A biological model, however, also falls prey to numerous counterexamples. For example, being a soldier in front-line combat is not a disorder despite its average adverse effect on longevity and fitness. Conversely, some relatively mild psychological conditions, such as specific phobia, are probably not associated with decreased longevity or fitness, yet are still mental disorders.
One parsimonious definition is simply that disorders are a heterogeneous class of conditions all characterized by a perceived need for medical intervention on the part of health (including mental health) professionals (Kraupl Taylor, 1971). Like other definitions, this definition captures an important truth: Many or most mental disorders, such as schizophrenia, bipolar I disorder, and obsessive-compulsive disorder, are indeed viewed by society as necessitating treatment. Nevertheless, this definition also falls victim to counterexamples.
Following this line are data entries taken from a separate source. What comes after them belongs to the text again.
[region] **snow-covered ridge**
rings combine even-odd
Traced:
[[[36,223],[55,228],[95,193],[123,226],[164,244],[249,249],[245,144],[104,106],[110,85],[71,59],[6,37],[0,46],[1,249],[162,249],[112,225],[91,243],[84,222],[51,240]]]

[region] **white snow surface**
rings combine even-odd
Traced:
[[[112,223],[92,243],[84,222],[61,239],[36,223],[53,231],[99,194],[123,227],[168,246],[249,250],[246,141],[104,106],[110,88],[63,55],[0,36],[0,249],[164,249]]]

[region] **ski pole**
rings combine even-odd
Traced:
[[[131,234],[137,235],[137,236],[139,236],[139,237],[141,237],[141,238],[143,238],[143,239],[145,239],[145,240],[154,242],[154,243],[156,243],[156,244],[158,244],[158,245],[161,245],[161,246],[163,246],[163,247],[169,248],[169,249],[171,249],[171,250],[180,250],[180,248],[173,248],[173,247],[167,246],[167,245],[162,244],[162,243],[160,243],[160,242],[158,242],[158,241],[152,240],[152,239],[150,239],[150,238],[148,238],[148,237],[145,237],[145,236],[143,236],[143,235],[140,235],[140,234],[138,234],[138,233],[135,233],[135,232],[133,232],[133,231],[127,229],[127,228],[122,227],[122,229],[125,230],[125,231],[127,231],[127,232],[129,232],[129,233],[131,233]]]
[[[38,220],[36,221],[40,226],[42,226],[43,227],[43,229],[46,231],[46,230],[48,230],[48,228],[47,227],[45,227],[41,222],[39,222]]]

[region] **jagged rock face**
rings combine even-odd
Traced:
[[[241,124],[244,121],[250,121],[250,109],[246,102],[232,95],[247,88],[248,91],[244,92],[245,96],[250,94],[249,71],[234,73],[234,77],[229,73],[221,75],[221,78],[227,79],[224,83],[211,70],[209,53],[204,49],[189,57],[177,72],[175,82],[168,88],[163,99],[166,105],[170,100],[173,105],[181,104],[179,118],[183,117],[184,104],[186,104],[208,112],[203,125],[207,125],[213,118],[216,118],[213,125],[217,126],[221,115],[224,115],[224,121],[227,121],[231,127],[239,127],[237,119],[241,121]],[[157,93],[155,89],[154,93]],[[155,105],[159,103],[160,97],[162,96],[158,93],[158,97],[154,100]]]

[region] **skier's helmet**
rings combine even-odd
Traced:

For example, pregnancy clearly is associated with a perceived need for medical intervention, yet it is not regarded as a disorder.
In an effort to remedy the shortcomings of extant models of disorder, Wakefield (1992) proposed a hybrid definition that incorporates both essentialist and nominalist features.
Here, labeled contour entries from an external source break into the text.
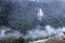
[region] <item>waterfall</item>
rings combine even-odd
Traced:
[[[38,9],[38,20],[40,20],[41,22],[41,19],[42,19],[42,16],[43,16],[43,12],[42,12],[42,9]]]

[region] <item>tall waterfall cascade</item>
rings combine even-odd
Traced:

According to Wakefield, all disorders, including all mental disorders, are harmful dysfunctions: socially devalued (harmful) breakdowns of evolutionarily selected systems (dysfunctions). For example, according to Wakefield, panic disorder is a mental disorder because it (a) is negatively valued by society and often by the individual afflicted with it, and (b) reflects the activation of the fight-flight system in situations for which it was not evolutionary selected, namely those in which objective danger is absent. In other words, panic attacks are false alarms (Barlow, 2001). Wakefield's operationalization of disorder has its strengths; for example, it acknowledges (correctly) that most and perhaps all disorders are viewed negatively by others. The concept of disorder, including mental disorder, is clearly associated with social values. As Wakefield (1992) noted, however, social devaluation is not sufficient to demarcate disorder from nondisorder, claims by Szasz (1960) to the contrary. For example, rudeness, laziness, slovenliness, and even racism are viewed negatively by society, but are not disorders (for a dissenting view regarding racism, see Poussaint, 2002). Therefore, Wakefield contends that something else is necessary to distinguish disorder from nondisorder, namely evolutionary dysfunction.
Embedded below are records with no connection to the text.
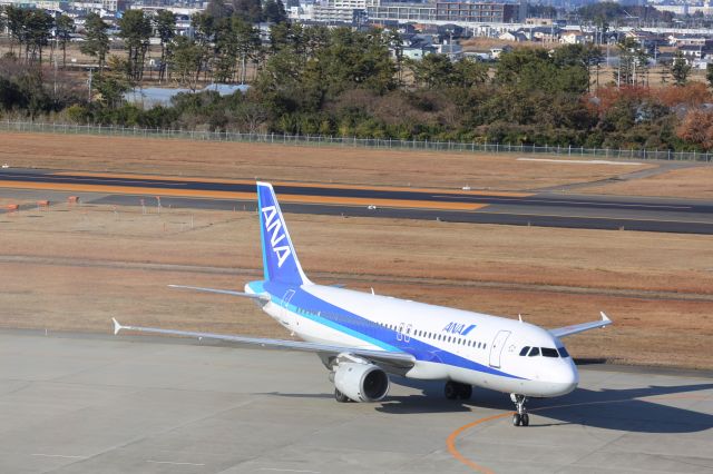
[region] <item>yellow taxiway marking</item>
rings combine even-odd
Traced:
[[[134,186],[102,186],[85,185],[74,182],[35,182],[35,181],[0,181],[0,188],[16,189],[47,189],[59,191],[98,192],[98,194],[124,194],[124,195],[147,195],[162,197],[194,197],[215,199],[241,199],[255,200],[254,192],[235,191],[212,191],[194,189],[166,189]],[[284,203],[300,204],[323,204],[323,205],[352,205],[352,206],[381,206],[418,209],[445,209],[445,210],[477,210],[486,207],[486,204],[471,203],[439,203],[430,200],[409,199],[372,199],[355,197],[326,197],[326,196],[301,196],[280,195],[280,200]]]
[[[177,182],[212,182],[226,185],[255,185],[253,179],[217,179],[217,178],[195,178],[195,177],[177,177],[177,176],[158,176],[158,175],[133,175],[133,174],[111,174],[111,172],[90,172],[90,171],[60,171],[50,176],[77,176],[82,178],[114,178],[114,179],[144,179],[144,180],[162,180]],[[353,189],[353,190],[373,190],[373,191],[399,191],[399,192],[437,192],[447,195],[466,195],[466,196],[492,196],[492,197],[528,197],[533,192],[518,191],[481,191],[481,190],[461,190],[461,189],[439,189],[439,188],[411,188],[406,186],[362,186],[362,185],[334,185],[322,182],[293,182],[293,181],[271,181],[273,186],[292,186],[296,188],[328,188],[328,189]]]
[[[648,396],[634,397],[634,398],[605,399],[605,401],[600,401],[600,402],[582,402],[582,403],[569,403],[569,404],[563,404],[563,405],[541,406],[539,408],[528,409],[528,413],[544,412],[546,409],[555,409],[555,408],[569,408],[569,407],[573,407],[573,406],[605,405],[605,404],[608,404],[608,403],[625,403],[625,402],[634,402],[634,401],[645,401],[647,398],[656,398],[656,399],[677,399],[677,398],[684,398],[684,399],[709,399],[710,397],[702,396],[702,395],[695,395],[695,394],[648,395]],[[470,429],[470,428],[472,428],[475,426],[482,425],[485,423],[492,422],[495,419],[505,418],[505,417],[515,415],[515,413],[517,413],[517,412],[505,412],[505,413],[500,413],[498,415],[486,416],[485,418],[476,419],[475,422],[468,423],[467,425],[462,425],[459,428],[456,428],[446,438],[446,447],[448,448],[448,452],[456,460],[460,461],[461,463],[463,463],[468,467],[472,468],[473,471],[477,471],[477,472],[480,472],[480,473],[484,473],[484,474],[494,474],[492,470],[490,470],[490,468],[488,468],[486,466],[482,466],[482,465],[476,463],[475,461],[469,460],[468,457],[463,456],[460,453],[460,451],[458,451],[458,448],[456,447],[456,440],[461,434],[463,434],[463,432],[467,432],[468,429]]]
Nevertheless, the dysfunction component of Wakefield's analysis appears to fall prey to counterexamples. In particular, many medical disorders appear to be adaptive defenses against threat or insult. For instance, the symptoms of influenza (flu), such as vomiting, coughing, sneezing, and fever, are all adaptive efforts to expel an infectious agent rather than failures or breakdowns in an evolutionarily selected system (Lilienfeld & Marino, 1999; Neese & Williams, 1994). Such counterexamples appear to falsify the harmful dysfunction analysis. Similarly, many psychological conditions appear to be adaptive reactions to perceived threat. For example, in contrast to other forms of specific phobia, blood/injection/injury phobia is marked by a coordinated set of dramatic parasympathetic reactions—especially rapid decreases in heart rate and blood pressure—that were almost surely evolutionarily selected to minimize blood loss (Barlow, 2001). Although these responses may not be especially adaptive in the early 21st century, they were adaptive prior to the advent of Band-Aids, tourniquets, and anticoagulants (Lilienfeld & Marino, 1995).